Her veil, of Alençon lace attached to a pearl-and-rhinestone-studded tiara, was a family heirloom handed down from her great-grandmother. The wedding bouquet consisted of exquisite freesias, white orchids, white sweetheart roses, and baby’s breath. Katherine was attended by a bevy of beauties arrayed in striking ombré-pink satin sheath dresses. “Rick,” who is the son of Dr. and Mrs. Frederick M. Eppington of Bonita Springs, wore a black Hugo Boss tuxedo, as did his groomsmen. The ballroom at the Silver Bay Country Club was arrayed in dazzling ropes of tiny white lights, ferns, and a multitude of white princess roses. Guests dined on steamship round of roast beef, crab imperial, and—in a novel twist—a mashed potato martini bar. The wedding cake was a scale model of White Columns, the bride’s maternal grandparents’ antebellum home in Thomasville, Georgia.
“Oh my God! A mashed potato martini bar and a wedding cake shaped like Scarlett O’Hara’s plantation house!” Conley howled with laughter. “But wait, here’s the best part yet.”
Young and old frolicked the night away to the tunes of Mickey Mannington and the Moderntones. Kitsy and Rick will honeymoon in Aruba, then return home to their apartment in Panama City, where they are both employed by Pirate’s Alley Mini-Golf.
“The Moderntones!” Conley said, giggling. “I think they played at our junior high cotillion.”
“I don’t think Rowena means for her column to be funny,” Winnie said.
“Which makes it even more tragic—that we still print it,” Conley said, balling up the newspaper page and tossing it in the trash.
She reached over to the stack of silver and held up a large serving spoon, admiring the elaborate
whorls and flourishes of the engraved monogram. “Just how long have you been working here, Winnie?”
“Well, let’s see. I believe you were maybe two, and Grayson was probably four. So how many years is that?”
“I’m thirty-four, She’s thirty-six. So you’ve been here thirty-two years. And how old do you think G’mama was back then?”
“Don’t know,” Winnie said. “Older than me, for sure, and I’ll be seventy-four in September. If I had to guess, I’d say she’s mideighties. And still sharp as a tack too.”
“You knew my mom, right? From before?”
Winnie shifted uncomfortably in her chair. “We weren’t friends, if that’s what you mean. My folks, they didn’t have nothing. I came up on the wrong side of the wrong side of the tracks over in Plattesville, and well, Melinda grew up here.”
“Was she always crazy, or did that come later?”
“High-spirited was what your granddaddy called her.”
“Which is a Southern euphemism for crazy as a bedbug.”
“I’m not a psychiatrist,” Winnie said. “She was always different. So funny! You never knew what she was gonna say or do next. I think you get your sense of humor from her. And of course, it didn’t hurt that she was drop-dead gorgeous. Had those light green eyes and all that dark hair, same color as Grayson’s.
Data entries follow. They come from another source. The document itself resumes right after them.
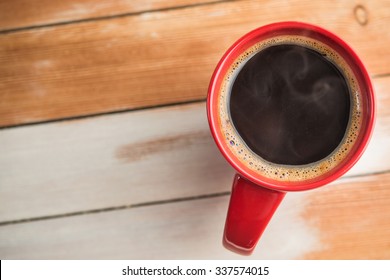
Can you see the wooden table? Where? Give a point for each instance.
(105, 151)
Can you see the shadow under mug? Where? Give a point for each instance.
(259, 185)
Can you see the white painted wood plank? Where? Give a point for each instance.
(108, 161)
(348, 219)
(130, 158)
(184, 230)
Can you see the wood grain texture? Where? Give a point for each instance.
(349, 219)
(159, 57)
(353, 219)
(131, 158)
(25, 13)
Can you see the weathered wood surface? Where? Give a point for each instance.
(107, 161)
(19, 14)
(159, 57)
(344, 220)
(150, 183)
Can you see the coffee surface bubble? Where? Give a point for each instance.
(289, 108)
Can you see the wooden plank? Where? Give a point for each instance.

Everybody said she looked exactly like a young Natalie Wood. I guess that’s what made your daddy fall for her and then stay married to her all those years when she was acting out.”
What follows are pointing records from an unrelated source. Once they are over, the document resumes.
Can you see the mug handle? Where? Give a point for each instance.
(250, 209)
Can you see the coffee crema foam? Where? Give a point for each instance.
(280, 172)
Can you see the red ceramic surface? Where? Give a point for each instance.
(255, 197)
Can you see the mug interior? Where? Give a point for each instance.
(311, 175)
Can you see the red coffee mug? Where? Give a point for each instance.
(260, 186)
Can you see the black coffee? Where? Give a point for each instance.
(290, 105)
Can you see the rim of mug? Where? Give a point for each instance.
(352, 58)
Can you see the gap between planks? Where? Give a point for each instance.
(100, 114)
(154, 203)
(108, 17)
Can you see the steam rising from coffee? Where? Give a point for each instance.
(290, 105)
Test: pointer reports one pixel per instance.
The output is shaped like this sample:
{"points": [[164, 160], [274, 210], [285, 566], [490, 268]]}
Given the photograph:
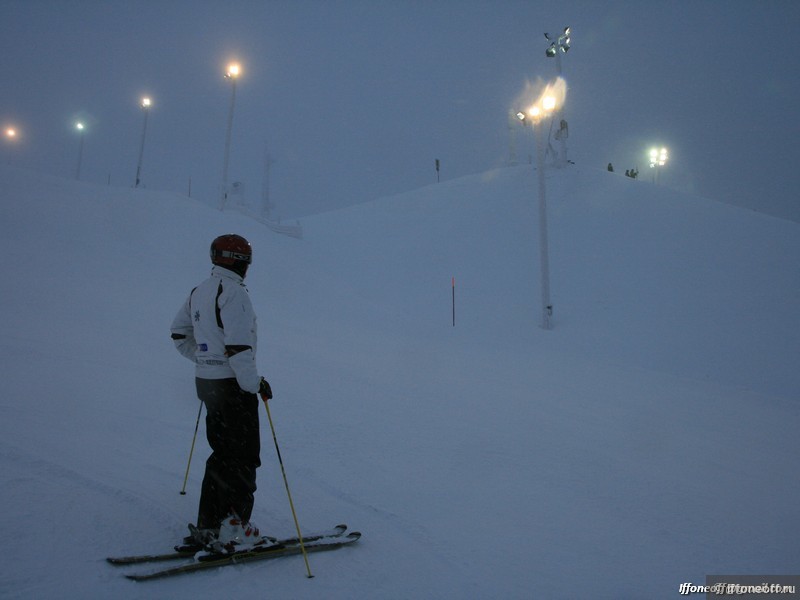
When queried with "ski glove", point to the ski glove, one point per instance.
{"points": [[264, 389]]}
“‘Acting out,’” Conley said bitterly. “Another quaint Southern euphemism for having a flaming affair with a guy you meet at the Jiffy Lube. Or dropping off your kids at your parents’ house, then skipping off to a ‘weekend yoga retreat’ and forgetting to check in for another six years.”
Winnie piled the polished silver into a plastic dishpan and dumped it into a sink of soapy water. She wiped her hands on a dish towel and turned around to face Conley.